Converting between different representations

LinkML allows you to specify schemas for data in a variety of forms:

  • JSON / YAML

  • Python object models

  • SQL databases

  • Spreadsheets and tabular data

  • RDF/Linked Data

  • Property Graphs

The process of loading from one of these formats into an internal representation is called loading. The opposite process, going from an internal representation into an external format is called dumping

The “native” form for LinkML can be considered JSON/YAML.

See PersonSchema/data for example toy data files

Specification:

  • Part 6 of the LinkML specification provides a more formal treatment

LinkML-Convert

The linkml-convert script can be used to convert data from one form to another, following a schema

This makes use of loaders and dumpers in the linkml-runtime.

See below for command line docs

Loading from and dumping to JSON

You can use the linkml-convert script to load or dump from JSON into another representation.

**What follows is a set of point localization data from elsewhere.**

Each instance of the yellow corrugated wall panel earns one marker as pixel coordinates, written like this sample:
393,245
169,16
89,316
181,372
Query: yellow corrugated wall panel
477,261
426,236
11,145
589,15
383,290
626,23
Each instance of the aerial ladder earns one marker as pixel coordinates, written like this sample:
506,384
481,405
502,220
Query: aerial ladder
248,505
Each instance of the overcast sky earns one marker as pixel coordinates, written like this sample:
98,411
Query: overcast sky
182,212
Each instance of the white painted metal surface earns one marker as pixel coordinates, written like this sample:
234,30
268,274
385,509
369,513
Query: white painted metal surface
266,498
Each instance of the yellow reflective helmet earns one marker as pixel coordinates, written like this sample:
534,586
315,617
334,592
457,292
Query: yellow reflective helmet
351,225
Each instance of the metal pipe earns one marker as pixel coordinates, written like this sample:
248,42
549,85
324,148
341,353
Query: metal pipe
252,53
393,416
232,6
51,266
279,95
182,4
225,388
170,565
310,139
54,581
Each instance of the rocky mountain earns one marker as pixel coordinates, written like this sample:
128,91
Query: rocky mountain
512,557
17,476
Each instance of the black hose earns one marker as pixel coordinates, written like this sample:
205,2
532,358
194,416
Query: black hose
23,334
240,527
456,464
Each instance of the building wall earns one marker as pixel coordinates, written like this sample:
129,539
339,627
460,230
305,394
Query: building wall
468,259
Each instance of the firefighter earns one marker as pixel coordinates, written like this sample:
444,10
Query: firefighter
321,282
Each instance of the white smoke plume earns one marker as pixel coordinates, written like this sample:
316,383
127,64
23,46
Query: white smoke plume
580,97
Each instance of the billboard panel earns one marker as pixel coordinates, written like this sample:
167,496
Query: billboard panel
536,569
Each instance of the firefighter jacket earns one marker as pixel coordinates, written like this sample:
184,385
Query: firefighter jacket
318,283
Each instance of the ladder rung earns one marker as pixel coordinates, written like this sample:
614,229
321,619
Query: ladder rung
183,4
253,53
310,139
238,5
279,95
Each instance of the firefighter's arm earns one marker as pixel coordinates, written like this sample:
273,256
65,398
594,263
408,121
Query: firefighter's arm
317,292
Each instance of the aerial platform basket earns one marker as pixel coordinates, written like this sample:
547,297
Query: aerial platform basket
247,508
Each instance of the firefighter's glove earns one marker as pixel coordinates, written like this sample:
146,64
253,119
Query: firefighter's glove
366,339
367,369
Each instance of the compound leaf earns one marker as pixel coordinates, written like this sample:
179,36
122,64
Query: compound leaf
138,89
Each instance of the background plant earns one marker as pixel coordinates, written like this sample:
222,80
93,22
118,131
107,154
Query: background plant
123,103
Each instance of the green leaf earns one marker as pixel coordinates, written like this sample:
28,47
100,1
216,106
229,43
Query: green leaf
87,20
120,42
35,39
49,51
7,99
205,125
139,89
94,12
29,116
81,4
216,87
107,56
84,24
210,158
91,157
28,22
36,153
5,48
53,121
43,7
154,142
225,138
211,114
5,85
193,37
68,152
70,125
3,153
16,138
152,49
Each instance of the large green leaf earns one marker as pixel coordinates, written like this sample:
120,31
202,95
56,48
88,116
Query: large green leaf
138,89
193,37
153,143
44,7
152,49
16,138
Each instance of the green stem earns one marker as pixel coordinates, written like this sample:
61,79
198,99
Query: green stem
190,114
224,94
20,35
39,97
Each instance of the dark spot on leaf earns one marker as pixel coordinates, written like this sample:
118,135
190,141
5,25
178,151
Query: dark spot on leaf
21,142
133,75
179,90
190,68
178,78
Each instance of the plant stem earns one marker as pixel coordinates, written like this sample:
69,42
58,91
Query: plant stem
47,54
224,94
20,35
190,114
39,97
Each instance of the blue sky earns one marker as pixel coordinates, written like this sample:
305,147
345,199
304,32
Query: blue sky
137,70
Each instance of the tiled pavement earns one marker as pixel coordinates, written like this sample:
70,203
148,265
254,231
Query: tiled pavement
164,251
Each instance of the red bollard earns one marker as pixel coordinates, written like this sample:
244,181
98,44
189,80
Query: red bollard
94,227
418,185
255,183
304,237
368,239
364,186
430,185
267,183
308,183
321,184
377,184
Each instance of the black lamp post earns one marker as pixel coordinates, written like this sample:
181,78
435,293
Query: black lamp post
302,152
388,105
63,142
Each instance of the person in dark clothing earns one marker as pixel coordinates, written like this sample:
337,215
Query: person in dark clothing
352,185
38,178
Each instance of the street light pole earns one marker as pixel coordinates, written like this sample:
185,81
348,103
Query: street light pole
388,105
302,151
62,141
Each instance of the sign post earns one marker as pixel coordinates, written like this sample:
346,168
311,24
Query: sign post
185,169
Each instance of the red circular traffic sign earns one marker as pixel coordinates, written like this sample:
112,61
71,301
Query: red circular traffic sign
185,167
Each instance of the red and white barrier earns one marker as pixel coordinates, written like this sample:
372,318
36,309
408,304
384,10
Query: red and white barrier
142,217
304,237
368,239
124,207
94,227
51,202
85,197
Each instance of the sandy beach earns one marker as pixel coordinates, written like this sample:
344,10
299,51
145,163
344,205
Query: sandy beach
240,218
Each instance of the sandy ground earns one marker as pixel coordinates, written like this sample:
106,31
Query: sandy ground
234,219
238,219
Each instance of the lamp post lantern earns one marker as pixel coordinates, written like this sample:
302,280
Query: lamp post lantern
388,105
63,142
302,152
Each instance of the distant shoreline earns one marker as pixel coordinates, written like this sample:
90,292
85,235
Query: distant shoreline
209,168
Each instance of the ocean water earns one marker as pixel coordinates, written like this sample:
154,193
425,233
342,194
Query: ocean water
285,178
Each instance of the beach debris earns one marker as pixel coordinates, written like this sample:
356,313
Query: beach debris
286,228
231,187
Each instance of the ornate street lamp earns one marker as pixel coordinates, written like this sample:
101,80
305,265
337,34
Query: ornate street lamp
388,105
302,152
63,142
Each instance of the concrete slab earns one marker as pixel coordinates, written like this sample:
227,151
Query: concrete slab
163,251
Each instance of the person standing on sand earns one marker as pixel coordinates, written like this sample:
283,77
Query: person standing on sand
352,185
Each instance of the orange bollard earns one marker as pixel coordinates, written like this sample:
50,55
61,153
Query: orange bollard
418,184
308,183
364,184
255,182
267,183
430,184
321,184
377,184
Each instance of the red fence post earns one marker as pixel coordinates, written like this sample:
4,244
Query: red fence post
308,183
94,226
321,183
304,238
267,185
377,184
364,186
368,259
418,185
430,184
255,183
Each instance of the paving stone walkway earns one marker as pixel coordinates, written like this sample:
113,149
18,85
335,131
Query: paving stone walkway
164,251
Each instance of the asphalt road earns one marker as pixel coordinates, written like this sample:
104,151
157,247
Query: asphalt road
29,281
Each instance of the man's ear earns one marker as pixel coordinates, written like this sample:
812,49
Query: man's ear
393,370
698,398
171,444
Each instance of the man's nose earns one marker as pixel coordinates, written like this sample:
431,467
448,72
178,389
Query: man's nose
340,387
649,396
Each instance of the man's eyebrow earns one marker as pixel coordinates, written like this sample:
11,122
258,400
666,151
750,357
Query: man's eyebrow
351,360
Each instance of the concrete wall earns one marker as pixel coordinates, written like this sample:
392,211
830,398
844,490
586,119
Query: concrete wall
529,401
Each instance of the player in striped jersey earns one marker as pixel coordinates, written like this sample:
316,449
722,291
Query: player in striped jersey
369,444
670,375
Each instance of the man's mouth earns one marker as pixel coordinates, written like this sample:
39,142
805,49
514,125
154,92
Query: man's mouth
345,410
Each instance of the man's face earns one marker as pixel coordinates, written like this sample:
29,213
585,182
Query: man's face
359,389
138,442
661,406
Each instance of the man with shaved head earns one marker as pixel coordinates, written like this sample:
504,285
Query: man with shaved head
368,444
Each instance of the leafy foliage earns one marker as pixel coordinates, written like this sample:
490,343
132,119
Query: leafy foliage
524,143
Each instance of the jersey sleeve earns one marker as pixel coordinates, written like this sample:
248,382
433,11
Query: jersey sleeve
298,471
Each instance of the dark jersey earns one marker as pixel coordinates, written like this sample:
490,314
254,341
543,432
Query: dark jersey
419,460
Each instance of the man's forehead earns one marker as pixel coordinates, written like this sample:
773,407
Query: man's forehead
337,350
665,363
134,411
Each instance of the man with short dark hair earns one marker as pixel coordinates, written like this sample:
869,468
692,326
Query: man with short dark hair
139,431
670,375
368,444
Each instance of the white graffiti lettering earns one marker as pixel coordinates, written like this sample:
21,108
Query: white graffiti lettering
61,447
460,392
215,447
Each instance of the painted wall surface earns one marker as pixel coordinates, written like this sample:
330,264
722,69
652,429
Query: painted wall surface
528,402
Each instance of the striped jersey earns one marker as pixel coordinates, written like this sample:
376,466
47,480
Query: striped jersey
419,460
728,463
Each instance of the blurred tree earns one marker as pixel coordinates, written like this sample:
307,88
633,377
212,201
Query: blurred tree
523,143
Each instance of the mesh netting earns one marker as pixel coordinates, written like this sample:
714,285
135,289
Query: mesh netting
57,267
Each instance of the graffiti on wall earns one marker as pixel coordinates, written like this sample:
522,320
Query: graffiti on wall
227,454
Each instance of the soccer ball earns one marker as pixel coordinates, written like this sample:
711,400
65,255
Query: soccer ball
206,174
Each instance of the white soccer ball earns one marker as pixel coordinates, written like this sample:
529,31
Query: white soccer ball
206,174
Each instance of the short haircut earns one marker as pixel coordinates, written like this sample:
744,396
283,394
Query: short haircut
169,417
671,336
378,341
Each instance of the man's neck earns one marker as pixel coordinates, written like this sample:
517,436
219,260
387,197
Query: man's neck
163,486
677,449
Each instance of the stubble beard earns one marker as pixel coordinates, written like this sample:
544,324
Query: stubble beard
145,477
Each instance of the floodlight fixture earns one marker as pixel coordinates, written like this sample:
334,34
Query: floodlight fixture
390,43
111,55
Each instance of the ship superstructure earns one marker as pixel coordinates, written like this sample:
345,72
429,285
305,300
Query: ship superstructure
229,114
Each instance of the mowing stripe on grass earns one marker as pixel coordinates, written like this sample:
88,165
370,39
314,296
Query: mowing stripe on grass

Dumping to JSON can be lossy; if your objects contain typing information that cannot be inferred from range constraints.

For example, if you have a schema:

classes:
  Person:
    attributes:
      employed_at:
        range: Organization
  Organization:
    ...
  NonProfit:
    is_a: Organization
    ...
  Corportation:
    is_a: Organization
    ...

and a person object:

{
  ...
  "employed_at": {
    ...
  }
}

Then there is insufficient information to determine whether the internal representation of the organization the person is employed at should be instantiated as a NonProfit or a Corporation.

LinkML allows a slot to be set with designates_type, the value of which is a name of a class from the schema. However, the loaders currently do not yet make use of this when loading from JSON into the internal representation.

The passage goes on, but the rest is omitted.